I recently got married. Part of this process is getting a handoff of digital files from different vendors. What to do with these files? Archive them of course! And then share them with family.
Some photographers offer a hosted image site (perhaps white-label SmugMug) or similar, but I’m planning for this marriage to last decades and it seems unlikely for the photographer’s site to persist. Given the tradeoff, my wife and I preferred delivery of the raw digital files over a glossy website. I trust myself to keep these files over the decades.
The problem is there currently aren’t any good products that handle archiving sentimental files like photos and movies.
Even though I run an agency that in theory could build the perfect product, the reality is that photos are hard. Someone else, hopefully funded by a large brand, should solve this problem.
This blog is me writing down what I need so I can talk more intelligently about this at parties and startup gatherings.

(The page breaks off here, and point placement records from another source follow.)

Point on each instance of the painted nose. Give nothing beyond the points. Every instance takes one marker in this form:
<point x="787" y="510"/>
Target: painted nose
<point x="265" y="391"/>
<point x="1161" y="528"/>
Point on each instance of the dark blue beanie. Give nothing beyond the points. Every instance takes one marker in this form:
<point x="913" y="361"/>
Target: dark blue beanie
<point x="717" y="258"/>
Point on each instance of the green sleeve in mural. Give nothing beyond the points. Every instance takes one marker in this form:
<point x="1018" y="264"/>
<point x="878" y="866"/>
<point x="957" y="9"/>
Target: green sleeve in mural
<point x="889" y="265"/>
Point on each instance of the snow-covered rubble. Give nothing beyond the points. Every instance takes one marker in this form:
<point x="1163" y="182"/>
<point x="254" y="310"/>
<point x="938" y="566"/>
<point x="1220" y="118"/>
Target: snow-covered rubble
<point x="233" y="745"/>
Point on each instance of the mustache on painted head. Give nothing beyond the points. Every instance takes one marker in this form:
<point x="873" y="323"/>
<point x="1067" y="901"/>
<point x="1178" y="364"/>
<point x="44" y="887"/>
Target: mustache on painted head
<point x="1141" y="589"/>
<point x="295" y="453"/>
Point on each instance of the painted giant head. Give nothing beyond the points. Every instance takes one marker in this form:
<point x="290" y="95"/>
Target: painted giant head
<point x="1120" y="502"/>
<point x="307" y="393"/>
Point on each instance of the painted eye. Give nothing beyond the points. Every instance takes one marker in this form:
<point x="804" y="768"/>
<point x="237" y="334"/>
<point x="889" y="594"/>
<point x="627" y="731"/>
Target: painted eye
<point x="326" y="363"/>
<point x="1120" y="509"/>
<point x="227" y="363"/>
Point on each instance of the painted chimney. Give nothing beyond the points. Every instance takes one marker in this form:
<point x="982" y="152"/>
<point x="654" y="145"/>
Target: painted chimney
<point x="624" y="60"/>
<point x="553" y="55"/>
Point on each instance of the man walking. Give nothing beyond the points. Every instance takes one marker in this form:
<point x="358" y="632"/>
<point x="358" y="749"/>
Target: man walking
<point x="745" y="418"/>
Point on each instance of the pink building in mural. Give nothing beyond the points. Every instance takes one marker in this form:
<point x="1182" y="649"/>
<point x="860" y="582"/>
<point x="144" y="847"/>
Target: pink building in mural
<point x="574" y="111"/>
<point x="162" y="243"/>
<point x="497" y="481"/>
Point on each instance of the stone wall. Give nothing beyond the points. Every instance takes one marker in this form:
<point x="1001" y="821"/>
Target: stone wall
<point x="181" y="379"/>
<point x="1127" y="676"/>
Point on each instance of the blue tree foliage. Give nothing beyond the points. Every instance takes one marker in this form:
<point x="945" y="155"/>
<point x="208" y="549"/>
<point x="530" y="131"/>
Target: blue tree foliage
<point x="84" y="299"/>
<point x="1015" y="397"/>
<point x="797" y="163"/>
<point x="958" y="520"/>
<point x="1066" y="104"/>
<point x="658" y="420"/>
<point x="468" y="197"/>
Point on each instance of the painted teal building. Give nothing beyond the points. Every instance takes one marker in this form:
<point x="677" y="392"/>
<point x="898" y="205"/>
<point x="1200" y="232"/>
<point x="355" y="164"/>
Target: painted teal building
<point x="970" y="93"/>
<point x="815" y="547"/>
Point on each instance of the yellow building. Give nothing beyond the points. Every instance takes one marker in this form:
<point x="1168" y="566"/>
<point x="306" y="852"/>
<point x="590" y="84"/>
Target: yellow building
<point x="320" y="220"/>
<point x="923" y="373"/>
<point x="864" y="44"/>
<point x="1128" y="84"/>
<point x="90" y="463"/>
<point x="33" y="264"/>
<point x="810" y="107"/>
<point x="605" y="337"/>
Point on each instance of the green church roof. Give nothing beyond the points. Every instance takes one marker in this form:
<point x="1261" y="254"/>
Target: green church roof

The setup: What I want out of a photos product
This section describes my background and motivation for approaching a photos product. The Photos space is so varied, I think it’s important to explain my goals and where I am coming from.
tl;dr ‐ I currently backup 1.2 TB of photos and movies to 5 disconnected hard drives, s3 and glacier. I am only looking for another place to store these photos and movies, and it would be a bonus if I could share all photos without having host my own site generated by sigal.
What photos I have today
You may notice how there are few of my pictures on this post. I’m not an avid photographer, or even a good photographer. However, I am sentimental about the photographs I have. They remind me where I’ve been, who I’ve known, and what moments we’ve shared together. Most of them are of people and the places we know. They are among the most “priceless” possessions I own.
It’s important to remember that these numbers and statistics are not about files. They are modest measures of sentimentality.
In total, I have
1.2 TB of photos and movies that I “cannot lose.”
That’s not intended to invite competition. I expect that I am middle of the pack with regards to total photo storage. These photo include:
- All of my photos from 2000
- All of my wife’s photos from 2002
- All of my parents’ photos from 2000
- All of my grandparents’ photos from 2001
- All of my wife’s parents’ photos from 2004
- 200 GB of wedding photos and 400 GB of wedding videos
- 100 GB of digitized 8mm film from the 1950s
- 120 GB of digitized VHS tapes from the 1980s and 90s
I estimate of the 1.2 TB, about 400 GB are from photos. Of the photos, the vast majority of files are JPEG files, but we switched to “shooting in the RAW” in 2013. I estimate now that RAW files account for 80% of the space needed to store “new photos.”
Running ls and grep together, it seems of the 400 GB, about 100 GB are from the RAW photos. These “RAW” files (actually NEF files) sit alongside their JPG counterparts, so any photo solution that requires me to separate NEF files from JPG files is a non-starter.
How my photos are organized
I don’t have the best way to organize photos, but it’s important to explain what I do.
In short, we organize photos following what is now called a “slug” in the blogosphere. Obviously, I set this up back in 2002 before I had heard the word “blog.” You would configure this as /:category/yyyy/:title/ in django or similar.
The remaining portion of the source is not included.